NOTE TO EDITORS AND NEWS DIRECTORS: You are invited to observe as San Jose,
CA, high school student Bonnie Cameron conducts a 24-minute TV interview
with astronaut Susan Helms, while Helms orbits Earth aboard the
International Space Station. The interview will be Tuesday, April 17,
beginning at 4:26 a.m. in the “ground station” at NASA Ames Research Center,
Moffett Field, CA. Following the astronaut interview, Cameron, a student at
Presentation High School, San Jose, CA, will be available to answer
reporters’ questions until 5:30 a.m. To reach Ames, take the Moffett Field
exit from Highway 101, drive east to the main gate at Moffett Federal
Airfield and report to the visitor badging office for maps and directions to
Ames’ ground station, Bldg. N-240. Reporters should meet in the lobby. U.S.
media representatives must have valid picture ID in order to enter Ames.

LOCAL HIGH SCHOOL STUDENT TO INTERVIEW ORBITING ASTRONAUT

A 17-year-old student from San Jose, CA, will conduct a 24-minute TV
interview with the first female to live aboard the International Space
Station, astronaut Susan Helms, as Helms orbits Earth on Tuesday, April 17.

The student, Bonnie Cameron, a senior at Presentation High School in San
Jose, will have to get up early because the interview begins at 4:26 a.m. in
the ground station building at NASA Ames Research Center, located in
California’s Silicon Valley.

“I’m very excited, and when I was doing my run-through I had that
stomach-dropping feeling. I’m having a hard time knowing what to expect.,”
Cameron said. “It’s like I’m in a dream right now, and when I look back I’ll
probably have a hard time believing that I did the interview.”

“Bonnie is a member of our 10-member Young Women of NASA advisory counsel,”
said Tish Krieg, who manages the Women of NASA on-line Internet mentoring
project of NASA Quest at Ames. The Helms interview will be webcast during
the virtual “Take Our Daughters to Work Day,” Thursday, April 26, at 11:00
a.m.
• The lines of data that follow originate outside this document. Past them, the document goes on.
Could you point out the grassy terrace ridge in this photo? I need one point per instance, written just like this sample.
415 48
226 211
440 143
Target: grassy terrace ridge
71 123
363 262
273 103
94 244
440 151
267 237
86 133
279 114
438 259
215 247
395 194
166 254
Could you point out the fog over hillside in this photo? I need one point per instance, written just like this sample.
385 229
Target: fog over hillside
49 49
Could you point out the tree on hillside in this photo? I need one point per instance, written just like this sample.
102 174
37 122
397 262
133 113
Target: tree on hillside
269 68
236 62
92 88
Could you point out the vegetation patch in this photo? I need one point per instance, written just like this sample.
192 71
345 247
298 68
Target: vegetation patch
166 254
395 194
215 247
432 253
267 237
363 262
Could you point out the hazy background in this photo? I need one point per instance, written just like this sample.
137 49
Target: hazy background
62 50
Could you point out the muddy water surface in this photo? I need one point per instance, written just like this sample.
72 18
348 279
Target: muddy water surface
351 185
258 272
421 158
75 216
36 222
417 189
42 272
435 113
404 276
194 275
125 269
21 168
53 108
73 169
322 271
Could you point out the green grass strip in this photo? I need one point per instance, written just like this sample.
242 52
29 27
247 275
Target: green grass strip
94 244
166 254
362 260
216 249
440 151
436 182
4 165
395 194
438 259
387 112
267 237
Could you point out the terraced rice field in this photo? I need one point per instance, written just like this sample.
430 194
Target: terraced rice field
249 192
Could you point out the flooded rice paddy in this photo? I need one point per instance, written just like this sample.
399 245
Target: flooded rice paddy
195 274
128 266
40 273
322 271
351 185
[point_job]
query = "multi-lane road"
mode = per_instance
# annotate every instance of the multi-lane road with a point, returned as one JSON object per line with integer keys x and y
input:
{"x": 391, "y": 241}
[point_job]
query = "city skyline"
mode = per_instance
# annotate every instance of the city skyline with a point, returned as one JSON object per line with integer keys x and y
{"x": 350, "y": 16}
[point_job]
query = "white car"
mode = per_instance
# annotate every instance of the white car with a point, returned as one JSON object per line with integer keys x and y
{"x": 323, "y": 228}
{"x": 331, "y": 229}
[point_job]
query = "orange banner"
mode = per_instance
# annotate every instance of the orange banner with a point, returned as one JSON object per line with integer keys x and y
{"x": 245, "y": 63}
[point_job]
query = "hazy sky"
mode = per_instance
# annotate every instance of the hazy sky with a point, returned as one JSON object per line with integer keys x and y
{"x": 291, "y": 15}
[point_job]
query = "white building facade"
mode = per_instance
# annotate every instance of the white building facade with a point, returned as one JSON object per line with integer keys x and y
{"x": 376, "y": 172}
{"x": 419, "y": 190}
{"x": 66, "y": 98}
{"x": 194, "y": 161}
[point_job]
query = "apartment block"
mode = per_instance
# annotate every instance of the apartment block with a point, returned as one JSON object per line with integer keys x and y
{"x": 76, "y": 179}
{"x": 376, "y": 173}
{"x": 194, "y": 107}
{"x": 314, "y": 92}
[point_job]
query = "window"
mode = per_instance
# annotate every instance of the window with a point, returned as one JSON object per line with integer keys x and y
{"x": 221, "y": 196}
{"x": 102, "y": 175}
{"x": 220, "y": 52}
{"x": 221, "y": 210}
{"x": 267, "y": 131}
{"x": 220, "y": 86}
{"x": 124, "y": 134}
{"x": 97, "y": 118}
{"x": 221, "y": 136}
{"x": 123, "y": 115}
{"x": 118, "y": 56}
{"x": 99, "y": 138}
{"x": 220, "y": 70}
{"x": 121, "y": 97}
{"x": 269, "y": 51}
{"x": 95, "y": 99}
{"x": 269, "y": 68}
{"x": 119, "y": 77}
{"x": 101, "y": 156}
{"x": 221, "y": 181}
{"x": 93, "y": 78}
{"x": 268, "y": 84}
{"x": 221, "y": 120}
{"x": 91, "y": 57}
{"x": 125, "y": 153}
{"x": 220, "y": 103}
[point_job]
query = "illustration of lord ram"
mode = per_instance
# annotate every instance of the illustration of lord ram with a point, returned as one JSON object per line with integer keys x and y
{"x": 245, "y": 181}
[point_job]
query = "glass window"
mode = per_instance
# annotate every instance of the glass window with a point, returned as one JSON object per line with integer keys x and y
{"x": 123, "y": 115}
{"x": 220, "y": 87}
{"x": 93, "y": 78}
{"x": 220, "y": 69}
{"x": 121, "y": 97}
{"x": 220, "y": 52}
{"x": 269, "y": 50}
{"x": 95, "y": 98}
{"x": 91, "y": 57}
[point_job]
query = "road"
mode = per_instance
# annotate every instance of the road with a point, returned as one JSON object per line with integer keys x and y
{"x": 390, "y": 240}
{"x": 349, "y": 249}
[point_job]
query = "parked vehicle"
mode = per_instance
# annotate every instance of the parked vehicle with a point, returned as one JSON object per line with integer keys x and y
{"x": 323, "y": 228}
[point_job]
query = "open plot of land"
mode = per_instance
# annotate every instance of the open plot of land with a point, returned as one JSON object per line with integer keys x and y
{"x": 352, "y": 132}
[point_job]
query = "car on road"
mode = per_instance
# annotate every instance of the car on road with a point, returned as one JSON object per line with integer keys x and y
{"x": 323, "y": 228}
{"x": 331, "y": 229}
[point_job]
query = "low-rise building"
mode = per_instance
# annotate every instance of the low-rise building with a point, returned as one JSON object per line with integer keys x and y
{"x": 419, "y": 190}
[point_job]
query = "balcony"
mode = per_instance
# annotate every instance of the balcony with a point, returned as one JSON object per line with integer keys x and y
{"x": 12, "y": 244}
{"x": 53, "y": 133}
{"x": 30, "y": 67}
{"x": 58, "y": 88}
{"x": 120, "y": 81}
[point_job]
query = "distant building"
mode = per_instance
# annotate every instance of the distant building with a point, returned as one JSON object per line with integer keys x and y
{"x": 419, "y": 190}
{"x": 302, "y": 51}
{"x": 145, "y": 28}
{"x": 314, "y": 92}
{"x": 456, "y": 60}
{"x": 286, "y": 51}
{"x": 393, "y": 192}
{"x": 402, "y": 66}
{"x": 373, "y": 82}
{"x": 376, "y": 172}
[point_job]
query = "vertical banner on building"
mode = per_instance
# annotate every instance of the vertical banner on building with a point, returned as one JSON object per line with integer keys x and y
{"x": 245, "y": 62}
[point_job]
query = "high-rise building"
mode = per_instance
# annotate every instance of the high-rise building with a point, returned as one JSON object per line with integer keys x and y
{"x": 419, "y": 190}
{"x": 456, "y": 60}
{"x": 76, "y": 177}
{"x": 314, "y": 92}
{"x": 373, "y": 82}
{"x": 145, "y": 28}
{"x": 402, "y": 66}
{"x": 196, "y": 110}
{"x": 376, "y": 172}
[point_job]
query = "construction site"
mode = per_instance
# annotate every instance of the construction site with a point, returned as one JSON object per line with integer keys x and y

PDT at

http://quest.arc.nasa.gov/women/TODTWD01

“All the questions I’m going to be asking come from an Internet chatroom
devoted to this event,” Cameron said. “So, what I did was read through the
chatroom questions and compile them so I could get as many as I could into
20 minutes.”

“The main points I plan to hit on are what the space station is actually
like to live on, and also the childhood of Susan Helms and what types of
people and activities impacted her development,” Cameron continued. “I’m
also focussing on how she feels about being a female astronaut and her
qualifications.”

“The most important questions for our project as far as what our audience
can learn are those asking how being a woman makes her especially good at
doing this job, and what is she hoping to change or impact for young women
today through her experience,” Cameron said.

“The purpose of the interaction with Helms aboard the ISS is to demonstrate
technology and to help girls learn the skills needed for the jobs of the
future,” said Krieg. “It is expected that more than 1.5 million girls will
participate in NASA’s web events on April 26.”

The Helms interview is only one among many Internet activities that NASA
Quest will conduct on April 26, according to Krieg. “We will have a day-long
series of live web programs on April 26 for students to interact with our
nation’s coolest, brightest, most intriguing and talented women and men who
develop and use breakthrough technologies that benefit our world,” she said.

Cameron hopes to be a professional broadcaster someday, according to Krieg.
“Most of the counsel members are interested in math and science-related
careers, but we brought Bonnie on as a correspondent because of her interest
in broadcast journalism and mentoring.,” Krieg explained. The counsel
currently includes 10 girls, mostly from California. They are members for 2
years, and are replaced by others in yearly cycles.

Cameron previously participated in numerous counsel interactive events,
including webcasts with Mars scientists, and a webcast of the shuttle’s
STS-93 launch in July 1999, where she met Hillary Clinton. Cameron also
interviewed astronaut and space shuttle commander Eileen Collins at the
Women in Aviation Convention in March 2000.